Chemotherapy[edit | edit source]
- Chemotherapy may be used:[2]
- As the primary treatment, with or without radiation therapy, to destroy cancer cells
- Alone or along with biological therapy or radiation therapy, depending on the type and stage of non-Hodgkin lymphoma
- Early stage, slow-growing (indolent) lymphomas may be treated with radiation therapy by itself or with chemotherapy or biological therapy, if the person has symptoms
- Aggressive lymphomas are usually treated immediately with combination chemotherapy and biological therapy with or without radiation therapy. This treatment offers the best chance of success.
- In people with a lymphoma that tends to spread to the brain and spinal cord.
- In combination with biological therapy or radiation therapy to treat recurrent or relapsed lymphoma.
- To relieve pain or to control the symptoms of advanced non-Hodgkin lymphoma.
CNS Prophylaxis[edit | edit source]
- To treat primary CNS lymphoma
- As preventive for lymphomas that tend to spread to the CNS:[2]
- Lymphoma that involves paranasal sinuses or the testicles
- Very aggressive lymphomas, such as Burkitt lymphoma or lymphoblastic lymphomas
Radiation therapy[edit | edit source]
Radiation may be used for non-Hodgkin lymphoma:[2]

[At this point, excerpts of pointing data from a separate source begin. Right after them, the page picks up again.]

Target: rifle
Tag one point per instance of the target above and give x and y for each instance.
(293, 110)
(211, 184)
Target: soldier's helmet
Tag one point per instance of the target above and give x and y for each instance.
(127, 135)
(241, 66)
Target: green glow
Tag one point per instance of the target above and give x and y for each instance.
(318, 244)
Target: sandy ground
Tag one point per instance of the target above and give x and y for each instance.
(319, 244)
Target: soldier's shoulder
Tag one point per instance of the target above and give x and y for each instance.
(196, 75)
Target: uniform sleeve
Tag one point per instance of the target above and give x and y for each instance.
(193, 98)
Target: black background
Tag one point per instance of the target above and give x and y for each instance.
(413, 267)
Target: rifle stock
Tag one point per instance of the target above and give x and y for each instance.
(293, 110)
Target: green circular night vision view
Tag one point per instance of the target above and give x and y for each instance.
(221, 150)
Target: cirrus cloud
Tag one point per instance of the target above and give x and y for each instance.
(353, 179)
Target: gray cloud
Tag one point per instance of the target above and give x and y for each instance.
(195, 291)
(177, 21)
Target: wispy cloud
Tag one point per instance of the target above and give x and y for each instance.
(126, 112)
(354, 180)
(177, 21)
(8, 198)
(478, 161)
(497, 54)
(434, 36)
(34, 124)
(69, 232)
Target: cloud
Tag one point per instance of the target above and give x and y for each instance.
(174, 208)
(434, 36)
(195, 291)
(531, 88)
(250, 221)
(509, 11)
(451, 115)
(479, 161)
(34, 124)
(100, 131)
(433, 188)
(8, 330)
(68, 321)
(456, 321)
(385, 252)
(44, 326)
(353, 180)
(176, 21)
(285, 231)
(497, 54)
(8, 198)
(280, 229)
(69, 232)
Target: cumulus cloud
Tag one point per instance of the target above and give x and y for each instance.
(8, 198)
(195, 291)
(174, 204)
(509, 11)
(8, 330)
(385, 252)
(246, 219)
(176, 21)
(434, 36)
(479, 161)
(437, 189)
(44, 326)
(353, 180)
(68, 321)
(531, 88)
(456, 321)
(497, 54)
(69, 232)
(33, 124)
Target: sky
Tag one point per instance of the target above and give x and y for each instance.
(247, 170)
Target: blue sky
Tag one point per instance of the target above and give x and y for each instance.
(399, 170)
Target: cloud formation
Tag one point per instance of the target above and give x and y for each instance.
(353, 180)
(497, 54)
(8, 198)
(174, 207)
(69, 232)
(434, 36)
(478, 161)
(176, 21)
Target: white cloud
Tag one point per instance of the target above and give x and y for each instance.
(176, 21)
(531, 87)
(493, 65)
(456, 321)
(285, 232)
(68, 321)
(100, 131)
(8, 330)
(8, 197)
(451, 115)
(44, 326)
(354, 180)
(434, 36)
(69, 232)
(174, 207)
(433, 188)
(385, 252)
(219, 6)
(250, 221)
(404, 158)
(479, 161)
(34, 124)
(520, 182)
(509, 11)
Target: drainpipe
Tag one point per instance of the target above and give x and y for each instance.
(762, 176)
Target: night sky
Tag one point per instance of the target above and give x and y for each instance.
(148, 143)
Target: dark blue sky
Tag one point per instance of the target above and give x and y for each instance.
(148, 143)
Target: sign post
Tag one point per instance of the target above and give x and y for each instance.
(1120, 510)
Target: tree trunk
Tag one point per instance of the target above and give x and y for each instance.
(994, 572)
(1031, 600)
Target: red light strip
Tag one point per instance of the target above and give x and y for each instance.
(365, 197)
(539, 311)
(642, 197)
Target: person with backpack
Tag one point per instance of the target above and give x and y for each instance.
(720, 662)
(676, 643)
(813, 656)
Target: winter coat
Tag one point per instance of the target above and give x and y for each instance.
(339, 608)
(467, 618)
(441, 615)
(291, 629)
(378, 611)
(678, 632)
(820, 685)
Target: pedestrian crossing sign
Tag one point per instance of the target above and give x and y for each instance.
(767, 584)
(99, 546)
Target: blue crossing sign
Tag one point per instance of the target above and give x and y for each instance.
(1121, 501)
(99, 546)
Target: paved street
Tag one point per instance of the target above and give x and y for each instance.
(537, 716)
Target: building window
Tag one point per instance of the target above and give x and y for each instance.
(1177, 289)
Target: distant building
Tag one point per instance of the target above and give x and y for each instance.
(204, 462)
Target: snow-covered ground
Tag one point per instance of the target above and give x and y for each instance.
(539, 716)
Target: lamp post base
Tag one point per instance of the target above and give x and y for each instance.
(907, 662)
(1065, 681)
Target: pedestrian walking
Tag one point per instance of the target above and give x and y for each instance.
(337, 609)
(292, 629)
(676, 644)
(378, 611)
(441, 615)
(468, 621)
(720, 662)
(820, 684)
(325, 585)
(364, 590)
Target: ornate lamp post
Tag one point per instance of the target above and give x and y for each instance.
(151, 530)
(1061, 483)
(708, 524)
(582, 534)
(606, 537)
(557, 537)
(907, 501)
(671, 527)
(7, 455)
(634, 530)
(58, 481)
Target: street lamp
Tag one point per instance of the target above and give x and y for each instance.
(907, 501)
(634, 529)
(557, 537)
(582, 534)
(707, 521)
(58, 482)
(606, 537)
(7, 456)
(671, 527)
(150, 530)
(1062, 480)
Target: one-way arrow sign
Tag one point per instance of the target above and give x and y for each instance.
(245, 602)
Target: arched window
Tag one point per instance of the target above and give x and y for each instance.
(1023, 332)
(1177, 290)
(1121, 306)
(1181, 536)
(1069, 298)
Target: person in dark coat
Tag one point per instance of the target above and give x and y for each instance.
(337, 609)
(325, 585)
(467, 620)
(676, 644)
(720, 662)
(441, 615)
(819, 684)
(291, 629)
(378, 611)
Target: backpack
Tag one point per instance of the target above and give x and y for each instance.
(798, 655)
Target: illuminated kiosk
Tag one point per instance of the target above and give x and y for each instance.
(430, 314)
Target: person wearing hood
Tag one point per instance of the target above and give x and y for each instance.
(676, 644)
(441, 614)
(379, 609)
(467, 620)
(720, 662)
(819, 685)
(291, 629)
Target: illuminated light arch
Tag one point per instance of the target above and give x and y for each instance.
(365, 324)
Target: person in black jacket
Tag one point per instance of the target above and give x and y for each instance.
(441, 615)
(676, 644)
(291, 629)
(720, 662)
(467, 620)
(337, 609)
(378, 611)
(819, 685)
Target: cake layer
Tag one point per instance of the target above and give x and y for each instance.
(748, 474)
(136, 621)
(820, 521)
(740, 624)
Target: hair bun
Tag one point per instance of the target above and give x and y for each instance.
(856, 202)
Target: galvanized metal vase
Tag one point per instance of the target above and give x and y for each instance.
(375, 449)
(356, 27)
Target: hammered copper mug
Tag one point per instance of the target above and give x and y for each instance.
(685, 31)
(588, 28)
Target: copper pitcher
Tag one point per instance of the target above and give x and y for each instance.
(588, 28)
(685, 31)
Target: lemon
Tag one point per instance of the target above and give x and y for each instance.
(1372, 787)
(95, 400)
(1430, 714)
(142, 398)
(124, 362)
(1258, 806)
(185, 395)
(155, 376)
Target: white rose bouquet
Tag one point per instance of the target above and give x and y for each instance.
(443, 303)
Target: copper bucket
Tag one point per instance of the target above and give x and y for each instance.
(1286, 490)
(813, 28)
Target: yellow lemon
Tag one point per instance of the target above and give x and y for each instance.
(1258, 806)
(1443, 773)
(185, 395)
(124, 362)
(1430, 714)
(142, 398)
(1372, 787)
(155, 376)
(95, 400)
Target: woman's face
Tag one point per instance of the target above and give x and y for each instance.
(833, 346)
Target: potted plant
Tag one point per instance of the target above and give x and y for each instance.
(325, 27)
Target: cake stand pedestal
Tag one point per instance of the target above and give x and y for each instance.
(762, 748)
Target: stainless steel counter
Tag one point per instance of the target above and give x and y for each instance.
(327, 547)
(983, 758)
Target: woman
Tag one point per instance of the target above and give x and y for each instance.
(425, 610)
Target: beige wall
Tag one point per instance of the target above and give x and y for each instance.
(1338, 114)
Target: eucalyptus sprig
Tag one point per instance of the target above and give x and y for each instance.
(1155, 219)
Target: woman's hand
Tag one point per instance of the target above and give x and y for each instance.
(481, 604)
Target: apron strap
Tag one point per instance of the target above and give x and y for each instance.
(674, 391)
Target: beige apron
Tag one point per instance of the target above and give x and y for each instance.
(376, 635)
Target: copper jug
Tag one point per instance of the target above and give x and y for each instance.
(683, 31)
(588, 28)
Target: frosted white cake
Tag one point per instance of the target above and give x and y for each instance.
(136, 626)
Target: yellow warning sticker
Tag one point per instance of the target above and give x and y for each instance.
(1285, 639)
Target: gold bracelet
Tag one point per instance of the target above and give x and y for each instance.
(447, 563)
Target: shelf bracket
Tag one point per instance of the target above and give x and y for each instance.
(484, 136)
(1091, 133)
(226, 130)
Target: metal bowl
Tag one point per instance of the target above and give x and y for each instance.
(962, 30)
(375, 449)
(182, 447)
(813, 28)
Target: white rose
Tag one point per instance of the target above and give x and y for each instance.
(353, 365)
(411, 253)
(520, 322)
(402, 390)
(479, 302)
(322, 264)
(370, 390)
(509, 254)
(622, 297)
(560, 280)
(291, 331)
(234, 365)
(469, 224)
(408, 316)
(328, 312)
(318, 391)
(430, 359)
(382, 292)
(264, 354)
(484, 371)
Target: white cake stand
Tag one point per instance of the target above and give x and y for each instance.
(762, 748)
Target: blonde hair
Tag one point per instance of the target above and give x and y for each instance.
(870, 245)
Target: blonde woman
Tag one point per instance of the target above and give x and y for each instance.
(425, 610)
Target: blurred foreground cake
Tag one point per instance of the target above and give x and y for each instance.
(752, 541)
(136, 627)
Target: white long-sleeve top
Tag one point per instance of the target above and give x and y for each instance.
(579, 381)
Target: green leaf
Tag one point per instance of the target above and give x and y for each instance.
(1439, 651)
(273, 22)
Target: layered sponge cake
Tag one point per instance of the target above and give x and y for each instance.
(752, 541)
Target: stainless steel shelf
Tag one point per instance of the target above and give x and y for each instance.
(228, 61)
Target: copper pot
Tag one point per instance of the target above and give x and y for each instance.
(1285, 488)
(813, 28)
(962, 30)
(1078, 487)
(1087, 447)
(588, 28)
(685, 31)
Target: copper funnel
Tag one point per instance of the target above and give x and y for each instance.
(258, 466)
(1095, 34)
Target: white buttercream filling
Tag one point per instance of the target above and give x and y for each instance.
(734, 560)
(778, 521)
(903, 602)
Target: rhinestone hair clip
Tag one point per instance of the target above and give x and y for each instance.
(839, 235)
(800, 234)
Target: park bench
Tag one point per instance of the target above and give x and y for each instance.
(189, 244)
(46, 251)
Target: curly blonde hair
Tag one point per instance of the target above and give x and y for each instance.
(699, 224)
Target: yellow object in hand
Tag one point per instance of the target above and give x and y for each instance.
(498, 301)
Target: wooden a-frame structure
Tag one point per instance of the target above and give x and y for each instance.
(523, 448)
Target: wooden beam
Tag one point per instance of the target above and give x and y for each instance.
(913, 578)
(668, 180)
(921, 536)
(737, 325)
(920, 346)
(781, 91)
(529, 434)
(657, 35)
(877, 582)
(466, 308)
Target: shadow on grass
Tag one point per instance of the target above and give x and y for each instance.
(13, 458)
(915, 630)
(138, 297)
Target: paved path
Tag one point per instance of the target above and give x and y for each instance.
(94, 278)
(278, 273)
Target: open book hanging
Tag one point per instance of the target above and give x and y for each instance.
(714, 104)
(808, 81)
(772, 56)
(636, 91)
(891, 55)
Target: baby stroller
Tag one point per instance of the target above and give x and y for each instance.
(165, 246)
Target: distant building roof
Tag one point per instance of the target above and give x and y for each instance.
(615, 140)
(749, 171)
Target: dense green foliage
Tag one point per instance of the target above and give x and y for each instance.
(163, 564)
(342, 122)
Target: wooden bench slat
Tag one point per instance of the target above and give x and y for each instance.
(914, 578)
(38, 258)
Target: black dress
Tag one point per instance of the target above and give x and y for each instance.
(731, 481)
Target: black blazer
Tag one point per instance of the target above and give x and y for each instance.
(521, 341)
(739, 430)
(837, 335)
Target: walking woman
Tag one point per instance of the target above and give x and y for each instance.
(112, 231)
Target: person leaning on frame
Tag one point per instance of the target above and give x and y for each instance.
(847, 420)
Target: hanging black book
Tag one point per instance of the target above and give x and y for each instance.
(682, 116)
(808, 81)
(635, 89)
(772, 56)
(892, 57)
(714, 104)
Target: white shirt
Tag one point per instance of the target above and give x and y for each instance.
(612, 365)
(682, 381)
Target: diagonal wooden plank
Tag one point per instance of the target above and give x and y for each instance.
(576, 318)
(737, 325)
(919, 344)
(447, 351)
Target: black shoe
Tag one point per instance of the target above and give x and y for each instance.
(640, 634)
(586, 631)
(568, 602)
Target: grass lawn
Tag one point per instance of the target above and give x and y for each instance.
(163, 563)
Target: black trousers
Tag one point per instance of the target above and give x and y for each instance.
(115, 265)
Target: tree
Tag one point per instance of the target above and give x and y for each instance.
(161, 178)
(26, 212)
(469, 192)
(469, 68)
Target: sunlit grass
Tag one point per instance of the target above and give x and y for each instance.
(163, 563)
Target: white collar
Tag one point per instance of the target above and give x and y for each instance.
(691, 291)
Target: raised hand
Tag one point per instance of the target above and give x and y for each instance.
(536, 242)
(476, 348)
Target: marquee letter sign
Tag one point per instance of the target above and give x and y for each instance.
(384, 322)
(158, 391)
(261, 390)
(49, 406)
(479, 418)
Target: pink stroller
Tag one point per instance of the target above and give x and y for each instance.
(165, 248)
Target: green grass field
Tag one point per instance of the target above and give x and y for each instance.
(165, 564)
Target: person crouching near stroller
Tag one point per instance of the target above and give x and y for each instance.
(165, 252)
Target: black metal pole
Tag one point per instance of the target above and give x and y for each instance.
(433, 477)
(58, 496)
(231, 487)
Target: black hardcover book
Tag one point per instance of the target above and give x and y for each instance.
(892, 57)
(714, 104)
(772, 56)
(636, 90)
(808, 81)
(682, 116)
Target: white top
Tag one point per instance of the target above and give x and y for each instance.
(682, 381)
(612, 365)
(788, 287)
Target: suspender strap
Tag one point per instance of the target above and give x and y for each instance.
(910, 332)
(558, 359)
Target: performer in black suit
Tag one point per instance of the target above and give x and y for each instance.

- As the main treatment for early stage (stage I or sometimes stage II) indolent non-Hodgkin lymphoma
- Radiation therapy may be used when non-Hodgkin lymphoma is in 1 or 2 lymph node areas in the same part of the body
- Early stage non-Hodgkin lymphoma often responds very well to radiation therapy
- With chemotherapy to destroy lymphoma cells
- Radiation therapy is often given with chemotherapy, either after or along with chemotherapy, to help destroy lymphoma cells and to reduce the risk of the cancer recurring
- Radiation therapy to certain areas is usually combined with chemotherapy to treat aggressive lymphomas or for large tumors
- To relieve pain or to control the symptoms of advanced lymphoma (palliative radiation therapy)
- Radiation can be used to shrink tumors that are pressing on or spreading into other organs or structures
- It can also be used to shrink enlarged lymph nodes and relieve symptoms caused by tumors
External beam radiation therapy[edit | edit source]
- Radiation therapy treatment is usually given each day for 5 days a week.
- The dose and schedule for the radiation therapy is determined by:[2]
- The type of non-Hodgkin lymphoma
- The extent of the disease
- Whether the treatment is being given to cure the lymphoma or relieve symptoms.
Radiation fields[edit | edit source]
- Radiation treatments are given to different areas of the body when treating non-Hodgkin lymphoma. The radiation field is the part of the body that receives the radiation. Some of the fields where radiation is given for treating lymphoma are:[2]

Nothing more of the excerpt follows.